A short checklist before your next interview
Before you ask a user what they think, check five things.
Do you know the behaviour you are trying to explain? If not, start with analytics, support notes, or recent product events.
Are you recruiting people who lived that behaviour recently? A user who used the feature yesterday is usually more useful than a power user with a general opinion.
Can every future-tense question become a past-tense question? “Would you” should almost always become “when did you last”.
Can the participant show you the work? A screen share, diary entry, artefact, spreadsheet, support thread, or product event can anchor the story.
Will you compare the interview with behaviour afterwards? If the transcript says one thing and the data says another, do not average them. Investigate the gap.
That last point is where the best insights often live. A user says onboarding was fine, but activation data shows a long stall. A churned account says budget, but usage disappeared six weeks earlier. A buyer says integrations drove the decision, but every internal note mentions trust.
The mismatch is not a nuisance. It is the research.
The short version
Users are not unreliable because they are careless or dishonest. They are unreliable when we ask them questions their memory, social instincts, and future-prediction machinery are bad at answering.

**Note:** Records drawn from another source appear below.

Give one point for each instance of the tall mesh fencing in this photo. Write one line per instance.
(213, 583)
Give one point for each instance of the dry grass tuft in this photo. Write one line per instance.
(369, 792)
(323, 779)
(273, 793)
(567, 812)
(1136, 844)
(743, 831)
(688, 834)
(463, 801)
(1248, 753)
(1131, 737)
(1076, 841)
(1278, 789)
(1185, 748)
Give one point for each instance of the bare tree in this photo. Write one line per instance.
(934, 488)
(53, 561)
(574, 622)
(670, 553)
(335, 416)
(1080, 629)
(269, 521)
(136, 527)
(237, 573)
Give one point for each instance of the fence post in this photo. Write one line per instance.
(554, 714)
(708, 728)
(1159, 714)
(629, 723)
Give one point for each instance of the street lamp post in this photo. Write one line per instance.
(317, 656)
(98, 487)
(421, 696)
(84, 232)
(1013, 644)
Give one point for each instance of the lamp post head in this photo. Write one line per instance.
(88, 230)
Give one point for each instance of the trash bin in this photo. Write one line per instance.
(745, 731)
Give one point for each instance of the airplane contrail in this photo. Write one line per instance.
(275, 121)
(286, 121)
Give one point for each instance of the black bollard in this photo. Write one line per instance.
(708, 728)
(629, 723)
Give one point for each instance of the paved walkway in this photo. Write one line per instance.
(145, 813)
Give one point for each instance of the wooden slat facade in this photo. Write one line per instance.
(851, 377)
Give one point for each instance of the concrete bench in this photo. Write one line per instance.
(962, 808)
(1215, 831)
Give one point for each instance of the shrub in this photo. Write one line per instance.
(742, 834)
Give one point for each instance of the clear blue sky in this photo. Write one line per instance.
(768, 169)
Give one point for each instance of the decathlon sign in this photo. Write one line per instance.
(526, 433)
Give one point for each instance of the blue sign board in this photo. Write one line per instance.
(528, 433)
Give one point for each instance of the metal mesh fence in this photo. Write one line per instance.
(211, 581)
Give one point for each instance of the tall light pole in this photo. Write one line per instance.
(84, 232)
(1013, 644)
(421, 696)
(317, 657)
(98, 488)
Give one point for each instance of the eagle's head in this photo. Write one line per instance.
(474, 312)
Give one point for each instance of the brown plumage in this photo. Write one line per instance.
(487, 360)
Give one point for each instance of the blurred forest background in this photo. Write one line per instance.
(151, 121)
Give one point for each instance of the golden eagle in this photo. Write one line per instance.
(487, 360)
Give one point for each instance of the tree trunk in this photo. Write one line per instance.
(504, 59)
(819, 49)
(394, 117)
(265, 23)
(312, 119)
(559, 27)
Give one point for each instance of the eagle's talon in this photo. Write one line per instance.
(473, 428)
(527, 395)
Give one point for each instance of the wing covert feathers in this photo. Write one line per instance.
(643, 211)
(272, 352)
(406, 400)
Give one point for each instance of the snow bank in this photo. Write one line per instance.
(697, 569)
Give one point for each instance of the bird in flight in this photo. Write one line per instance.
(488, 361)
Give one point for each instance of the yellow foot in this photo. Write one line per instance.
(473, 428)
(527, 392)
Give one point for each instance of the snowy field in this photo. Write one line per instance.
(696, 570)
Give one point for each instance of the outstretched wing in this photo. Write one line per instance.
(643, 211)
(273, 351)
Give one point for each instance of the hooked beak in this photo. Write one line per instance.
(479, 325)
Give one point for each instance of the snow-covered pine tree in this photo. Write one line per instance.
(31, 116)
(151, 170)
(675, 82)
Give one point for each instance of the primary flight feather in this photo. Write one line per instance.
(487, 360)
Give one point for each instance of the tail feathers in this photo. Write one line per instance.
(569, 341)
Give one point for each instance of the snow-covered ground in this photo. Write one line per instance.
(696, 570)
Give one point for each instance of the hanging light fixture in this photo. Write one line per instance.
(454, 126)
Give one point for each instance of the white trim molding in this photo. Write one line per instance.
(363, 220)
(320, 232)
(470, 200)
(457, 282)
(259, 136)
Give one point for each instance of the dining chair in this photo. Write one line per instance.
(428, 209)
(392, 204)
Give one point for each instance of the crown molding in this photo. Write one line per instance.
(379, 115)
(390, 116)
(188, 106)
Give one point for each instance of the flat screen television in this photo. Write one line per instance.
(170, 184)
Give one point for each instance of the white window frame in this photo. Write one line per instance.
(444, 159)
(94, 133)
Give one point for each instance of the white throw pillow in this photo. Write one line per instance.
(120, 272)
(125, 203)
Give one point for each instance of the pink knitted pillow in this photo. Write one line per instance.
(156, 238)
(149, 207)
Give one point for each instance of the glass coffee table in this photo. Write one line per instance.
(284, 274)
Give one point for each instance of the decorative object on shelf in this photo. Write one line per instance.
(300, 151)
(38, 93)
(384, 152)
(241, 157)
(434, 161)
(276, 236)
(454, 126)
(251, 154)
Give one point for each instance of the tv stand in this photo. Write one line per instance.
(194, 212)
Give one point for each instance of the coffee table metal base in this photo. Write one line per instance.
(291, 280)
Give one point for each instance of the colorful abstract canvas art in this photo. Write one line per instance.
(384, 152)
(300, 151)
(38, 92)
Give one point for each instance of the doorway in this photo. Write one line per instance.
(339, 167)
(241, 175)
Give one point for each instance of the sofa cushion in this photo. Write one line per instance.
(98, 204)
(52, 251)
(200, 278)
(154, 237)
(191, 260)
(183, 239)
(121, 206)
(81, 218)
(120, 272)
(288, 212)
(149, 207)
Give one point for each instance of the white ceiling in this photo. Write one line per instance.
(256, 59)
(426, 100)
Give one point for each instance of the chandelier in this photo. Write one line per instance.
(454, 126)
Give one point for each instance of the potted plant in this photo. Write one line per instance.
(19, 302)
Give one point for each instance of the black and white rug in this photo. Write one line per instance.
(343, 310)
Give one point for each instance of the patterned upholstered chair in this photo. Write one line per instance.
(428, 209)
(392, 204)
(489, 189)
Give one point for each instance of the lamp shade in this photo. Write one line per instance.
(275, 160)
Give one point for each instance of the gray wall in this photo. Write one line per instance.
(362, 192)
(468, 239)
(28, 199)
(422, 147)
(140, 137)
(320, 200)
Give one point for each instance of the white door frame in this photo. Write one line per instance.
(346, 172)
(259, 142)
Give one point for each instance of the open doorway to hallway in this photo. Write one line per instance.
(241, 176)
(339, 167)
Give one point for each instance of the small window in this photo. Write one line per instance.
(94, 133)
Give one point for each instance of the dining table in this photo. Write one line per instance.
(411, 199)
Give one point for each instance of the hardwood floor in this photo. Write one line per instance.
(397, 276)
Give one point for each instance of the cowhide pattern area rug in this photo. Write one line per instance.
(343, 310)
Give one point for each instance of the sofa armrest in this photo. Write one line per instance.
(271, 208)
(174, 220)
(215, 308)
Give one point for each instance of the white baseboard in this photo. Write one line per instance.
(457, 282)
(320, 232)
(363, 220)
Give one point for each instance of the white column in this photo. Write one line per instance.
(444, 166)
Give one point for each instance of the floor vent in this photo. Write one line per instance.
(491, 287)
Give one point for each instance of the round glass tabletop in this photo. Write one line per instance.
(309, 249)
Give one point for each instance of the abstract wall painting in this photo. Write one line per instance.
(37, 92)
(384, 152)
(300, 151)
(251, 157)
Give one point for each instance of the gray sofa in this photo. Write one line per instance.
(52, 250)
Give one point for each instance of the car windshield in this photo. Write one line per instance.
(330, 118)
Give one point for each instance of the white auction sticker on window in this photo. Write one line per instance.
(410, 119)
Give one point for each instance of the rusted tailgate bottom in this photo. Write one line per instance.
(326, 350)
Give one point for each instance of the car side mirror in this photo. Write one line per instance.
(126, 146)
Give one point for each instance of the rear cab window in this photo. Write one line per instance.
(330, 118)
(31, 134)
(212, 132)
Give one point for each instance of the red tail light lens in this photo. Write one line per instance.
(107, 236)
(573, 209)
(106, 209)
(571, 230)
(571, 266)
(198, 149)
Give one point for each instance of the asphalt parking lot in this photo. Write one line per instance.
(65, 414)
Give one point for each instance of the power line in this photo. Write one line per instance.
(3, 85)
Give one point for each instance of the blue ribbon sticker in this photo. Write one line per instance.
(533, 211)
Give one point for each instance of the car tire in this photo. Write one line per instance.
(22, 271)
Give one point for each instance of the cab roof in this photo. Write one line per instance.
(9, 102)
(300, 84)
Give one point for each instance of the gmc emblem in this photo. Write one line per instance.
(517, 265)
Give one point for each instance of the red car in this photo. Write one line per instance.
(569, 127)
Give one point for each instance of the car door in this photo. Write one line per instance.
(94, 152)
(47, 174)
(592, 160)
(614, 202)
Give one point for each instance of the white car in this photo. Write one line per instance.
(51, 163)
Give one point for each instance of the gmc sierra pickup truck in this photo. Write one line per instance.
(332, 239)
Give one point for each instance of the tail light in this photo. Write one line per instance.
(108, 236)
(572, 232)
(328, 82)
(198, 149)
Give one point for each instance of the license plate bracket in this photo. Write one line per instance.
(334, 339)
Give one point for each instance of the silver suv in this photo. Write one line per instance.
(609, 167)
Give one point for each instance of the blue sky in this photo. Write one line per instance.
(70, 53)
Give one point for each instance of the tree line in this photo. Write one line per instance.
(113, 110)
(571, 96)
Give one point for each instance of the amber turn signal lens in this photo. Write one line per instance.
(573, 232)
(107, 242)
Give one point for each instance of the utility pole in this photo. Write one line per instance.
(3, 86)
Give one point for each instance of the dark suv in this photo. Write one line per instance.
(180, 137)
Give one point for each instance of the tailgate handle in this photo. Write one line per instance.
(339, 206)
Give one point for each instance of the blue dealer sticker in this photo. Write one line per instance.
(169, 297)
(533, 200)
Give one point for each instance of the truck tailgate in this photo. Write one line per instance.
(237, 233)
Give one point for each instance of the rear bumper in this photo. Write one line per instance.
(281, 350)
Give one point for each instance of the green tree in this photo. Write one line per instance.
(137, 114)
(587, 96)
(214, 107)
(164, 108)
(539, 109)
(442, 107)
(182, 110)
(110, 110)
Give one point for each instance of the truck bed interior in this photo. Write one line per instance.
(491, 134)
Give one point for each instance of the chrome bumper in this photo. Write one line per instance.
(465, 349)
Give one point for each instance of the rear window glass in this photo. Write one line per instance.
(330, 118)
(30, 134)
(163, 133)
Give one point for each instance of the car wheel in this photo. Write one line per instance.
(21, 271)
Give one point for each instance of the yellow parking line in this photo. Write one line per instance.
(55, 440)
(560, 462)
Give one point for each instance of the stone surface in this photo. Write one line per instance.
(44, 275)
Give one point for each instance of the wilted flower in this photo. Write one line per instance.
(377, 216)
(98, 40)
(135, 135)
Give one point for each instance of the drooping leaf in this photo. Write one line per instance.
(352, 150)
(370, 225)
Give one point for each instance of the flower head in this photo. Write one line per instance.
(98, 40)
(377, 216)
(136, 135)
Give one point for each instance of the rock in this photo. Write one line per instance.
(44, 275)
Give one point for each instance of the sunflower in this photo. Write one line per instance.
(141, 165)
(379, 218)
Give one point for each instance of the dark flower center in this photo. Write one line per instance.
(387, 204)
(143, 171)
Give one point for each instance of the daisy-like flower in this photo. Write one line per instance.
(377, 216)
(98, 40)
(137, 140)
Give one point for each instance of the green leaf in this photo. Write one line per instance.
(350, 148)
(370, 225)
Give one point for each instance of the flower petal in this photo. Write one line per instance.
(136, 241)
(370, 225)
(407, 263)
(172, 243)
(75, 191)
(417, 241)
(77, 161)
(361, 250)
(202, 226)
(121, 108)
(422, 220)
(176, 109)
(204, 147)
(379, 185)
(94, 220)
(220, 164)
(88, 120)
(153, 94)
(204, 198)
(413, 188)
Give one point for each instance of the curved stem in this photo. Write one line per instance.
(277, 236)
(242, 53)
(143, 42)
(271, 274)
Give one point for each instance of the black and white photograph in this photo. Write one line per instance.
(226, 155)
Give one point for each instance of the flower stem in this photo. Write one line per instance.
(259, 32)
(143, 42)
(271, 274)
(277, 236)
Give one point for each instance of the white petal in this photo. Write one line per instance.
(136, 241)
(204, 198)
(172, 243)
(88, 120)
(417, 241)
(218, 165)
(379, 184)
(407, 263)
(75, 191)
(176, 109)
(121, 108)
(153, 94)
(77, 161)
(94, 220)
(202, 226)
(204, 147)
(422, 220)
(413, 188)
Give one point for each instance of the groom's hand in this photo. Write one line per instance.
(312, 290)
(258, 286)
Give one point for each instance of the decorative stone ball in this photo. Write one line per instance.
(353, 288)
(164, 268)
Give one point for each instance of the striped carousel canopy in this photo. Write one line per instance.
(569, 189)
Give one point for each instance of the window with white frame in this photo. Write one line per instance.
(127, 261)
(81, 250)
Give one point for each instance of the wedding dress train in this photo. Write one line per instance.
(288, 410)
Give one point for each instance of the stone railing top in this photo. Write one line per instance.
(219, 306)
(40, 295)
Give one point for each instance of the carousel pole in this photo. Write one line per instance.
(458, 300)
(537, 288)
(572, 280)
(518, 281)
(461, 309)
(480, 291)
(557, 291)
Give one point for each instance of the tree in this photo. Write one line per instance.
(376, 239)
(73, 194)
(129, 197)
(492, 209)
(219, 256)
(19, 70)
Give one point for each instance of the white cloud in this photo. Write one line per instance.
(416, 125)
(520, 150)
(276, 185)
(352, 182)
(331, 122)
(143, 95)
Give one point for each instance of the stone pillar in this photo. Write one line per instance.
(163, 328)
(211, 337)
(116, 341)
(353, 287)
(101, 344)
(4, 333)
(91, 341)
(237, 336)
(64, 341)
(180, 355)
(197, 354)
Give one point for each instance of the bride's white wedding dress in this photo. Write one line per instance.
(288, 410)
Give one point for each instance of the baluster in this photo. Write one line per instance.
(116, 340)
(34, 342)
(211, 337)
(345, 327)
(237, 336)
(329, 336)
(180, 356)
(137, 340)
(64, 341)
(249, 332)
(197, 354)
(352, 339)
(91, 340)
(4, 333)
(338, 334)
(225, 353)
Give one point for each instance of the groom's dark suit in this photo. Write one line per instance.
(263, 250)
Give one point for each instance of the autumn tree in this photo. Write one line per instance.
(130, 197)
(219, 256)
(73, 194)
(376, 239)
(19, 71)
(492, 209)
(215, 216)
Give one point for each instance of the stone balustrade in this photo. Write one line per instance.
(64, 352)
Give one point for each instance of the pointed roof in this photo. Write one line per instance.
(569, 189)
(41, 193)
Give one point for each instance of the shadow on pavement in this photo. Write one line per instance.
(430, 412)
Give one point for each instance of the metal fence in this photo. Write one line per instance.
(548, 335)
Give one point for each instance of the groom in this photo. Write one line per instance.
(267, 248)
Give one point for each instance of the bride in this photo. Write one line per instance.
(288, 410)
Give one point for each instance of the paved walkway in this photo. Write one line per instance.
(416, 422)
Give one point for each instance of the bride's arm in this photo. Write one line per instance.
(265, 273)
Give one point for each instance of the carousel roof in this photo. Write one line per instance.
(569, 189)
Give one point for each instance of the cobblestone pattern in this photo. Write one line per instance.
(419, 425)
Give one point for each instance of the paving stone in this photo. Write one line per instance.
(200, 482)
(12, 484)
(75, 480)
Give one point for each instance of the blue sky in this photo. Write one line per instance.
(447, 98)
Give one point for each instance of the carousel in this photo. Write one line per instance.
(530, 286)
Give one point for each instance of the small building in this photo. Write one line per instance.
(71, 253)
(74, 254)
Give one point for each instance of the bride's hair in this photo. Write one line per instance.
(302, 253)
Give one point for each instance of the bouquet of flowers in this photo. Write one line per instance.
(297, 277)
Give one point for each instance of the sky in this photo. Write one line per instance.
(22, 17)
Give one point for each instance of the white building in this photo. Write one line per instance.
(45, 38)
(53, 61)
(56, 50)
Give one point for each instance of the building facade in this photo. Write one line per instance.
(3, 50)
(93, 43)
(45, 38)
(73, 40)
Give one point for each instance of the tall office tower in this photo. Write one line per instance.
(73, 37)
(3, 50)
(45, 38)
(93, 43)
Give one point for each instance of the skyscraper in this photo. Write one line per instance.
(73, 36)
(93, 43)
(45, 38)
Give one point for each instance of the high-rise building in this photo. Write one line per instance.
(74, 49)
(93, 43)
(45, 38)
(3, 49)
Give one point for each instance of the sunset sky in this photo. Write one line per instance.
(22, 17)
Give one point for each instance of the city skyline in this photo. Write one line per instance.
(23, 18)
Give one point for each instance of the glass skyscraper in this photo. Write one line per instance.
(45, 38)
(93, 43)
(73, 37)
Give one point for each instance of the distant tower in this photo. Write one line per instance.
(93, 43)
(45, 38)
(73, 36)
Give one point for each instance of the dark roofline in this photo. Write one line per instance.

So ask different questions.
Ask about the last time. Ask for the sequence. Ask what they did next. Ask what they paid for, copied, abandoned, delegated, ignored, or worked around. Watch the work when you can. Pair the story with the behaviour that prompted it.
Interviews are still one of the best ways to understand why something happened. Just do not confuse a reported intention with a future action.
The useful answer usually sounds less like a verdict and more like a small scene from last Tuesday. Build your research to find that scene.